What Effect did the Election have on Agency Valuations?

Leading up to the election there was a lot of speculation about what may happen to the value of your agency under a new Democratic regime? Potentially at risk was the past decade of unprecedented increases in agency valuations and favorable tax laws to transact agency sales.

Before we speak to the impact of the outcome of the election, let’s take a walk down memory lane and reminisce about how agency valuations have become so inflated. In 2010, massive amounts of Private Equity (PE) money began being injected into the independent agency system, bringing a new set of buyers and steep inflation in agency valuations.

It appeared as if the COVID-19 pandemic was going to potentially slow or bring the PE buying to a halt but as this graph from Piper Sandler shows, that has not been the case.

After a two-month lull at the beginning of the pandemic, agency valuations and sales have held steady and there was much speculation that Q4 2020 and Q1 2021 based on the potential impact of the election. Prior to election day, most pollsters were showing a “blue wave” and sweep across all elected chambers of the federal government.

As a result, many in the independent agency system were readying for significant changes in the first part of 2021 due to the change in control of the Presidency and US Senate.
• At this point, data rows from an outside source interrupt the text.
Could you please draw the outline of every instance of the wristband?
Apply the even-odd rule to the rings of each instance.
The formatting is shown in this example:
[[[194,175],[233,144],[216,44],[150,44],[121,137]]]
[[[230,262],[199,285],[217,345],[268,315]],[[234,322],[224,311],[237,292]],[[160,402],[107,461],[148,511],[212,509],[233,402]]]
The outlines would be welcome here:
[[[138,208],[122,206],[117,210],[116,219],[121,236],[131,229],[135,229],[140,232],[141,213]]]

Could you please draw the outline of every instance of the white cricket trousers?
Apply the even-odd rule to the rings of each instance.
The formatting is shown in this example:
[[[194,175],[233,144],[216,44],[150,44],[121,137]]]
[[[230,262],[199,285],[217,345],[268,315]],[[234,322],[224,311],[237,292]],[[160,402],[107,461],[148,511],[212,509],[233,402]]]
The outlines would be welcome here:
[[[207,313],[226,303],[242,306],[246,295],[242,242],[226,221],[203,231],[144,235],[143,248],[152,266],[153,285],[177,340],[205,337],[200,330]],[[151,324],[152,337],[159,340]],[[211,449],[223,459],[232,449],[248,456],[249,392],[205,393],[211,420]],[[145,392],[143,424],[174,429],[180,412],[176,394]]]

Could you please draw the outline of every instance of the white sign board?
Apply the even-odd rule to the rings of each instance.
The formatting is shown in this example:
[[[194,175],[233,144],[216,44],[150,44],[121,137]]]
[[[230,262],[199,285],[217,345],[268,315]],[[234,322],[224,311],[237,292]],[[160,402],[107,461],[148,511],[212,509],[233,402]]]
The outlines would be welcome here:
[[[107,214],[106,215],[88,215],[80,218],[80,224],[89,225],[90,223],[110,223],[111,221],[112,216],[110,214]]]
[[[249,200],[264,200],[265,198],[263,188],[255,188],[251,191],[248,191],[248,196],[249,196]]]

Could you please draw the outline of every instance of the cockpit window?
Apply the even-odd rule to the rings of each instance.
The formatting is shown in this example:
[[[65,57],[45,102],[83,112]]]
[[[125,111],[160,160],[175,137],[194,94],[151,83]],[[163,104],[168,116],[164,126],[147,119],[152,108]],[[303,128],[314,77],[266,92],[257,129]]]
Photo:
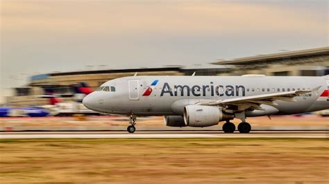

The primary concerns were with corporate tax rates and whether Trump’s Tax Cuts and Jobs Act tax cuts would be repealed.

We are now a week removed from the election and we know a little more about the outcome of the election and potential impacts from it.

First, the White House appears to have gone to Joe Biden. While there are still expected legal challenges, recounts and no concession speech from President Trump, most pundits do not expect these to change the outcome of the election. It appears that Biden’s lead in several of the battleground states is too significant to overcome without some proof of overt fraud or illegal vote tampering. As we have come to realize with 2020, anything is possible but it seems unlikely that a movement of that significance could happen given the bi-partisan controls and checks and balances over elections at the local and state level.

Second, the US House of Representatives remained Democratic. While the Democrats unexpected suffered losses on election night, they have maintained their majority in the chamber and it appears as if the same leadership will be returning for the 2021 session. This means that the Democratic controlled House and White House will be aligned on their policy agenda.

Last but certainly not least, control of the U.S. Senate is still undetermined. In regard to impact on agency valuations from the election, a lot will depend on what happens in the Georgia Senate run-offs in January of 2021, where control of the U.S. Senate will be decided. Speculation over agency valuations due to significant federal policy changes will probably be least impacted by divided government.

With two Senate races in Georgia looming, and the fact that Georgia turned blue in this election for the first time in a generation, there is increased likelihood that Georgia could give Biden a ruling majority and enable him to pass more progressive legislation.  This agenda would likely be in lockstep with the House and include a repeal of the Trump tax cuts. An increase in corporate taxes to fund his priorities along with an increase in the capital gains taxes and these changes could have an immediate impact on the value of your agency and factor into you making a decision on maximizing the value of your agency.

This week we experienced a brief surge in the stock market after Joe Biden was declared the winner on November 7th and a bullish outlook on the economy. In addition, we also experienced some good news on the progress with Pfizer’s vaccination trials.

While all of the aforementioned news this week is positive, it is incredibly premature to make business decisions and life altering decisions like contemplating the sale of your agency at a faster pace than you may be comfortable. We encourage agency owners to take a deep breath at this time, make a plan, consult with a professional like the OIA, be aware of what is happening in the policy and political arena and what may impact your agency’s value but do not make any knee jerk reactions.

You’ve likely spent decades of sweat equity building the value of your agency, the outcome of the 2020 election, COVID-19 and the stock market should not force you to sell prematurely. All of this election uncertainty and anxiety will be over by January when we know the outcome of the Georgia Senate runoff elections. In the meantime, keep selling new policies and retaining your current clients. Those efforts will do more to improve the value of your agency than tax or other policy changes.